Letters from the past
“ Edward Fraser to James Baillie Fraser Esq., 1826 A 19th century family letter,the Frasers of Reelick, Inverness ”
This letter is one of twentyone we have for the Frasers of Reelick or Reelig, most of them are written to James Baillie Fraser, and this was written by his father Edward Fraser who lived at No 14 Edwards Square, Kensington, London.
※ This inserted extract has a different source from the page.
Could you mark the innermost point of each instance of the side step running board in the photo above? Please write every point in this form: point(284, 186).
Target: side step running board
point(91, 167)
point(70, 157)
There is only one postal marking on the letter, the charge mark 4˝d. which indicates the distance of not exceeding 15 miles. It has no date stamp, only the charge mark, which includes the additional halfpenny for the Scottish mail tax. From the contents it seems as though the letter MUST have been written from London. Inverness is 651 miles from London and that cost would have been 1/4d, (one shilling and four pence) which raises these questions:-
There is another question :
The address appears to be James B Fraser Esq, then Yr which may be to represent Younger, of Reelick Inverness
I have put in this illustration, of the whole of the front page, which shows how the letter would have been folded to go through the mail, and that he had written on both ‘ears’ or ‘wings’ of the letter, and this writing would have been invisible once the letter was folded and sealed
The letter is very closely written over 3 full pages and wherever he found a space. It is full of interesting information of events happening locally and internationally, The writing is very legible and is in a really good condition for paper that is almost 200 years old. It begins with an interesting note with the address, about the date.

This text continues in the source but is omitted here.